July 10 (Reuters) - A rally in Australian financial and consumer stocks helped drive up its share market on Monday as positive sentiment spilled over from Wall Street on better than expected jobs data.
The benchmark Australian index snapped three sessions of losses to gain 0.7 percent, or 39.23 points, to 5,742.80 by 0213 GMT.
The index lost 0.3 percent last week, while shedding nearly 1 percent on Friday.
Wall Street stocks ended higher on Friday after U.S. Labour Department data showed the world’s biggest economy added 222,000 jobs last month, exceeding expectations of an addition of 179,000.
While the robust jobs data puts the Federal Reserve on course to raise interest rates once more this year, subdued wage growth may give the central bank room to pause if needed.
“Markets are reacting positively to the data. Australian shares are tracking Wall Street which posted gains on Friday after strong employment data boosted confidence in the U.S. economy,” said senior analyst Adam Tout at CPS Capital in Perth.
Financial stocks, tracking profits in U.S. peers, were the biggest gainers on the benchmark.
The ‘Big Four’ Australian banks were the top performers by weight, rising between 0.6 percent and 1 percent.
The consumer cyclicals and durables sectors also contributed handily to the overall gains, with retailing giants Woolworths and Wesfarmers rising 1.2 percent and 0.5 percent respectively.
The local tech sector too mirrored a rise in U.S. peers, with online property consultant REA Group up 0.7 percent.
At the other end, basic materials wound up as the only losing sector as base metals prices saw some weakness, while iron ore prices rose.

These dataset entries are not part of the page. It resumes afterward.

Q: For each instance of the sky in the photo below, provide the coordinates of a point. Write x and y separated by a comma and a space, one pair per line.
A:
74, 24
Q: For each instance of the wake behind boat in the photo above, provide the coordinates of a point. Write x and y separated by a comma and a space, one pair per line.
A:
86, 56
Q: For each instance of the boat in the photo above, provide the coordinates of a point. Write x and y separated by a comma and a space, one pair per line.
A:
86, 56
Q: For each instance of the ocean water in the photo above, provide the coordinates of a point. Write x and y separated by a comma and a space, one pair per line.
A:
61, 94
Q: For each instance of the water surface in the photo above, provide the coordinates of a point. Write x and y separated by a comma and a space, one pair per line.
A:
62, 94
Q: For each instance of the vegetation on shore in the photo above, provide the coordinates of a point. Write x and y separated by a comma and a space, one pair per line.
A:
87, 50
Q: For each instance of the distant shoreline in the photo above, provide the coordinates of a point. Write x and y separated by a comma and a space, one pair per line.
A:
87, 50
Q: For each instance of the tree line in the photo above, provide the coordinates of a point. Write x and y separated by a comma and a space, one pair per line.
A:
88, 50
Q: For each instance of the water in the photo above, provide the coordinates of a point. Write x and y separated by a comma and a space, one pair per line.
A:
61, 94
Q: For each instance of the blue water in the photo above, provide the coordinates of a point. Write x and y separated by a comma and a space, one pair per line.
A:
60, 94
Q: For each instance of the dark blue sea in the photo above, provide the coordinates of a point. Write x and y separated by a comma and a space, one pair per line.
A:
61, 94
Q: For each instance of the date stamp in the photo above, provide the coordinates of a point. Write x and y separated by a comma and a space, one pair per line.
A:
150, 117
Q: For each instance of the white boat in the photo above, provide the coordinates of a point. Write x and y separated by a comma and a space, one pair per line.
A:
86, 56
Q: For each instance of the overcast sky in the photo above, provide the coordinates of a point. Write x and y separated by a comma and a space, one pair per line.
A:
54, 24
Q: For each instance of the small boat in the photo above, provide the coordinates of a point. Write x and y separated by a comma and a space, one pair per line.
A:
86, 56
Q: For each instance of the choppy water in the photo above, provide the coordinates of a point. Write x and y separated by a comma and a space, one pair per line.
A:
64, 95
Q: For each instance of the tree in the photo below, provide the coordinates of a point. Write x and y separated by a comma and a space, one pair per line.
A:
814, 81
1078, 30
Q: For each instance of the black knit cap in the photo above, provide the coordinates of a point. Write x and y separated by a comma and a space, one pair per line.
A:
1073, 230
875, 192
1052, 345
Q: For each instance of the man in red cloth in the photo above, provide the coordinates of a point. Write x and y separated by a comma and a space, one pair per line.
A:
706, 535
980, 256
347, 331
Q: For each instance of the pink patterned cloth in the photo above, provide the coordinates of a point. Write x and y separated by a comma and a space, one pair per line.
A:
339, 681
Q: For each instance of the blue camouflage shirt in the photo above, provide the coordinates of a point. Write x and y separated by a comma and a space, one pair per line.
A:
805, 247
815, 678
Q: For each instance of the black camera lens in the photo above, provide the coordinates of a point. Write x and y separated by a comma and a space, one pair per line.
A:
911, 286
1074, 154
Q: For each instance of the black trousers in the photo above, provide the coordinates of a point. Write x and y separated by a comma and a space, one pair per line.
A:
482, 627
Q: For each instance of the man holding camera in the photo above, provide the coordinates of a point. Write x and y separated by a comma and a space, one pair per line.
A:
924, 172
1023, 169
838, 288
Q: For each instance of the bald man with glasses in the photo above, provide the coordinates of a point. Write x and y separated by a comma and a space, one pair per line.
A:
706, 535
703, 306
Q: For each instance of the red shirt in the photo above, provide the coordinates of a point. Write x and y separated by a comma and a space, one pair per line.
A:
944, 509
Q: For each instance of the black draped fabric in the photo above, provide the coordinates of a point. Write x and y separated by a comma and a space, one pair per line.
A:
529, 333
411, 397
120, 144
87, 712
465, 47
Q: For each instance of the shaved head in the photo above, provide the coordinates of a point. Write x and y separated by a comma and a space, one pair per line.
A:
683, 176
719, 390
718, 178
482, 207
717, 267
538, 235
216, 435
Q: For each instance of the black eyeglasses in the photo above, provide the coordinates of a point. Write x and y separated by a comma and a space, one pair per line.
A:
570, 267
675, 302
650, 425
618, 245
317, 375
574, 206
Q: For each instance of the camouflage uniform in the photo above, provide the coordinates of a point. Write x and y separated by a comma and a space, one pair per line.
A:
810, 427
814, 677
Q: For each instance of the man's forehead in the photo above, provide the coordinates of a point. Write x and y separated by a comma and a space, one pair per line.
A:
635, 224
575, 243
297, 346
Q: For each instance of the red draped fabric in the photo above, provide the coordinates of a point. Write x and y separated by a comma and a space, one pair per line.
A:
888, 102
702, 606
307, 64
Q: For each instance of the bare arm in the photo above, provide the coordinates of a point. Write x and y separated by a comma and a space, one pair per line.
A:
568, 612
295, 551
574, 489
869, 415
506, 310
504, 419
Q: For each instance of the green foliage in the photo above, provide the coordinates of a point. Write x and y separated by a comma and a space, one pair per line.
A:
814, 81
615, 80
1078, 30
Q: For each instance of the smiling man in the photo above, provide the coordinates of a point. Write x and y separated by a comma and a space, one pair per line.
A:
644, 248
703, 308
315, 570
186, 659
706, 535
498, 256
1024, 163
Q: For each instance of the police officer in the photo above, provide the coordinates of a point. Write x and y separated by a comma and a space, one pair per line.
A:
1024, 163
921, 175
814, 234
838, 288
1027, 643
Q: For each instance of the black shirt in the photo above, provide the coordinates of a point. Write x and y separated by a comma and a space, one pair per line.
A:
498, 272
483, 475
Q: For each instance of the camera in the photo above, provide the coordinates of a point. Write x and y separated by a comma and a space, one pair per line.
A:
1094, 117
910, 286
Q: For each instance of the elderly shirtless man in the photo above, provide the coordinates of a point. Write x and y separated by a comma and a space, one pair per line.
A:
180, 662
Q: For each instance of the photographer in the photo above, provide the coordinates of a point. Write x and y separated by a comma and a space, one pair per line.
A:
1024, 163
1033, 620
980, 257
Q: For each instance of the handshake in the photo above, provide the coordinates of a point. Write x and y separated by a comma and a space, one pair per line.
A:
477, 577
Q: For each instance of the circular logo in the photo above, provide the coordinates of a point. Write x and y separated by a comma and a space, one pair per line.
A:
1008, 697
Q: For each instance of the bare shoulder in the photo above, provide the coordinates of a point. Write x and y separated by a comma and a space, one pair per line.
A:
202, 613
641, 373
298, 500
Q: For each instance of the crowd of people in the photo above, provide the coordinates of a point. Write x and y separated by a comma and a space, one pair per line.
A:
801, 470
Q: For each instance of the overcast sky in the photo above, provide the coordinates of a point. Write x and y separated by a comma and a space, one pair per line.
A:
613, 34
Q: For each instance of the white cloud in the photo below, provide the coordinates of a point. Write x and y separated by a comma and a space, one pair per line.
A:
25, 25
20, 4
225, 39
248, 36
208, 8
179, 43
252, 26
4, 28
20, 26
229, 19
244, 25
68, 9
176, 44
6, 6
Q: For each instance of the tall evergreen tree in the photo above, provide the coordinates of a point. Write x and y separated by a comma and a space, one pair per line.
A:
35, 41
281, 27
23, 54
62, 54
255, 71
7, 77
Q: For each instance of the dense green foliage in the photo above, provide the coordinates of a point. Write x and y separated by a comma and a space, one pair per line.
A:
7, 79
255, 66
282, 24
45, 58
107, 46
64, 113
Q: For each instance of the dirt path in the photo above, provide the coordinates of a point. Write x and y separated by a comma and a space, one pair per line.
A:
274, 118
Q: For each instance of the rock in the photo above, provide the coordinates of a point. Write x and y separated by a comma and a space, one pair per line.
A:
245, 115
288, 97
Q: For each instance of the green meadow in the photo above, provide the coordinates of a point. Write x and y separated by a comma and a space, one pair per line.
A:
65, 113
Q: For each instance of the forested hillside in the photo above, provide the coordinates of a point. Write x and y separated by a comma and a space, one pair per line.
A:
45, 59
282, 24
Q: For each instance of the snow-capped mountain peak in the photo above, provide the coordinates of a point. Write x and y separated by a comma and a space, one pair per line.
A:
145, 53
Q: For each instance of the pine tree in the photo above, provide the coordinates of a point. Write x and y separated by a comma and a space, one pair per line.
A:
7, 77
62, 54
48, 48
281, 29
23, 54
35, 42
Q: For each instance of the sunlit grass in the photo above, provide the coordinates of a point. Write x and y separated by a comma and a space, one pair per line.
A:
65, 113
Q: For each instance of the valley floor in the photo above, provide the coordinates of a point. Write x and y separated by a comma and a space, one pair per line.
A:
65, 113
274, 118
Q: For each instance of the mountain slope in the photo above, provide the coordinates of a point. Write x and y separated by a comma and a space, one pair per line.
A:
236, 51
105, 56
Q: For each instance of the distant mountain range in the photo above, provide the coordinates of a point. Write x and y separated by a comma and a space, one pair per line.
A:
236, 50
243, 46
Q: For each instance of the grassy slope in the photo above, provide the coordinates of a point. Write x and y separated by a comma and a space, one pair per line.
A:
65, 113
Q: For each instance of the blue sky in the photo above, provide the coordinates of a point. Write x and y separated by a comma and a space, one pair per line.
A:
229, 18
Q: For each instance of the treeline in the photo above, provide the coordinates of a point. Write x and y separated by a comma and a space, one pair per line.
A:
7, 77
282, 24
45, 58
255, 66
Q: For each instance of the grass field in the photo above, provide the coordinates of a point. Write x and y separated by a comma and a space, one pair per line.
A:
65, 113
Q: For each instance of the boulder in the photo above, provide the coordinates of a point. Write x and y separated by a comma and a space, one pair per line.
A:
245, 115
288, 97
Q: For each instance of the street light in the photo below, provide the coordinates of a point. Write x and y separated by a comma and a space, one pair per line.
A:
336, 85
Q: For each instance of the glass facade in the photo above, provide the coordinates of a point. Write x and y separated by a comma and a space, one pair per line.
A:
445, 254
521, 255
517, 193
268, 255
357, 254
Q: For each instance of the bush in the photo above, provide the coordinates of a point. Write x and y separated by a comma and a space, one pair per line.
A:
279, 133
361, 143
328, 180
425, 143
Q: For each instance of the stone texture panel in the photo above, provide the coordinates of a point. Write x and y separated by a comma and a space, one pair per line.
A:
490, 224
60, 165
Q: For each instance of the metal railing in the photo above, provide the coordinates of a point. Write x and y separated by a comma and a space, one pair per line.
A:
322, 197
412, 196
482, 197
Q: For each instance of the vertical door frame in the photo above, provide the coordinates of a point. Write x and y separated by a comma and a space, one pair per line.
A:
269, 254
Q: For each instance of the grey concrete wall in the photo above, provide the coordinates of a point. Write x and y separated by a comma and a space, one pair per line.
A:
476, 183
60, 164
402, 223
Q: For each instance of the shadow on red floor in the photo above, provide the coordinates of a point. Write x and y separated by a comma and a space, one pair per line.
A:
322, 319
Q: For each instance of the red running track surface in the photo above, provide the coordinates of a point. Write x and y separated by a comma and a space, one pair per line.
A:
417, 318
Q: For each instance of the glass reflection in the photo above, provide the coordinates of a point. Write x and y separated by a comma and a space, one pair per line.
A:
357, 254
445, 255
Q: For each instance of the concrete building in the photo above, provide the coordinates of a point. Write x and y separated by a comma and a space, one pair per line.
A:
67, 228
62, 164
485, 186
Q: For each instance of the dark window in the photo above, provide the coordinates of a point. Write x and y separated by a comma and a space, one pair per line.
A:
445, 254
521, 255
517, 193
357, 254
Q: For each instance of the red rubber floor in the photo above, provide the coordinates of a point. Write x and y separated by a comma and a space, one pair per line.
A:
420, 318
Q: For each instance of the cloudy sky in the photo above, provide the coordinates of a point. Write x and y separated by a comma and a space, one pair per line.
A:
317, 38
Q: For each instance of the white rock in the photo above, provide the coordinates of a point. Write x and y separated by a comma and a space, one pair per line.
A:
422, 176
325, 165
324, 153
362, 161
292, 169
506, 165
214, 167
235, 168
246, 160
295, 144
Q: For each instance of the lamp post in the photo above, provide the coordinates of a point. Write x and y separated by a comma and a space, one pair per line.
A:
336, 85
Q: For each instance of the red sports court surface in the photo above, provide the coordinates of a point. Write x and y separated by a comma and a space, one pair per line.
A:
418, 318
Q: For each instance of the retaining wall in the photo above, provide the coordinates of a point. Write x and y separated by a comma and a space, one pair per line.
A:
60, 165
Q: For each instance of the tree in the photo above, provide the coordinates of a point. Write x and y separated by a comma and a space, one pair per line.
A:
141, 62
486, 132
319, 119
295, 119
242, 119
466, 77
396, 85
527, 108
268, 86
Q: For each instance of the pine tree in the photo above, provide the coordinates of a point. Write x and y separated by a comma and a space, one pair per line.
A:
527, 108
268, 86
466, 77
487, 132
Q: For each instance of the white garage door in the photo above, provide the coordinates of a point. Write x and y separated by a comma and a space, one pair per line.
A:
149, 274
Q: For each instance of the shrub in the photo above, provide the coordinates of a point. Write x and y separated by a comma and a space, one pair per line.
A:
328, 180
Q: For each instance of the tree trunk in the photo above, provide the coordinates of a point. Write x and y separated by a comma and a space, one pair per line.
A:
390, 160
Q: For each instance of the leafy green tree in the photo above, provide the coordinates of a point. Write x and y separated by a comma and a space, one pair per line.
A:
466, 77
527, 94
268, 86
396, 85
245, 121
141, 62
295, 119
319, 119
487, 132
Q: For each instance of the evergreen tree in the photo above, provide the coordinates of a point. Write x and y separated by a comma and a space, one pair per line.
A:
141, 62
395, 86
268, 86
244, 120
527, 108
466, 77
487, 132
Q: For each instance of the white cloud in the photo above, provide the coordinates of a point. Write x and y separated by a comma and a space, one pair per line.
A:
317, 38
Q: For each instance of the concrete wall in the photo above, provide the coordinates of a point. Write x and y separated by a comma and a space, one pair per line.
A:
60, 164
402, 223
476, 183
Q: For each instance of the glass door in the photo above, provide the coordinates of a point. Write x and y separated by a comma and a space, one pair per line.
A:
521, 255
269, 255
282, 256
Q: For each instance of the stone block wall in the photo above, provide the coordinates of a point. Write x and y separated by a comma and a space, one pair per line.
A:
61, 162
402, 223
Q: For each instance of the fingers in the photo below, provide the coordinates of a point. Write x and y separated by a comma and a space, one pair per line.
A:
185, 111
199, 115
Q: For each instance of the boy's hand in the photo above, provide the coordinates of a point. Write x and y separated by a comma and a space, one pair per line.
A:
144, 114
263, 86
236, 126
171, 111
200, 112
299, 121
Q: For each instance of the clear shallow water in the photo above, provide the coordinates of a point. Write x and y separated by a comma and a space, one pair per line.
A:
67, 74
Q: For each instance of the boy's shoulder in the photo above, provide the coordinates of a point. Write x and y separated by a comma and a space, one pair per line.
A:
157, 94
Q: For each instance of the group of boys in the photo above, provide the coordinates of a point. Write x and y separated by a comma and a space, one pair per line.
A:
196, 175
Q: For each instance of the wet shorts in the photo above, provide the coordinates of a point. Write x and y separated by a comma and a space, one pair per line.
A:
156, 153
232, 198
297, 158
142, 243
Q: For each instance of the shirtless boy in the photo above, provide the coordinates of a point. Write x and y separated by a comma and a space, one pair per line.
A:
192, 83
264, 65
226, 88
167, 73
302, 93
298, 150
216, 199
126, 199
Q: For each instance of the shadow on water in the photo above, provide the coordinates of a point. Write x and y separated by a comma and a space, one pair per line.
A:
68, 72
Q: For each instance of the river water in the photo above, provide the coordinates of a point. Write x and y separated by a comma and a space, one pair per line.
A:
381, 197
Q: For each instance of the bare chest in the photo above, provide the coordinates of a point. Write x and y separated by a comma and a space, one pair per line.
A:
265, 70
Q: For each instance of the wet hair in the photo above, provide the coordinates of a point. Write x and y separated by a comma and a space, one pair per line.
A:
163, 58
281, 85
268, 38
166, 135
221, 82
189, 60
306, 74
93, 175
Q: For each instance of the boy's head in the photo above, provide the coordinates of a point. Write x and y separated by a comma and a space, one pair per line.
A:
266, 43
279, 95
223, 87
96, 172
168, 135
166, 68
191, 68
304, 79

The most-traded iron ore on the Dalian Commodity Exchange gained on Friday after port data from Australia showed iron ore shipments to China from Australia’s Port Hedland terminal dropped to 36.6 million tonnes in June from 38 million tonnes the month before.
Port Hedland is used by three of Australia’s top four iron ore miners, BHP Billiton, Fortescue Metals Group and Gina Rinehart’s Hancock Prospecting.
Fortescue and BHP were down about 0.4 percent each, while Rio Tinto was flat.
New Zealand’s benchmark S&P/NZX 50 index rose marginally, adding 0.1 percent, or 9.71 points, at 7,631.84, as gains in financial and technology stocks offset losses in consumer shares.
Accounting software maker Xero Ltd was the biggest gainer on the benchmark by weight, up 2 percent.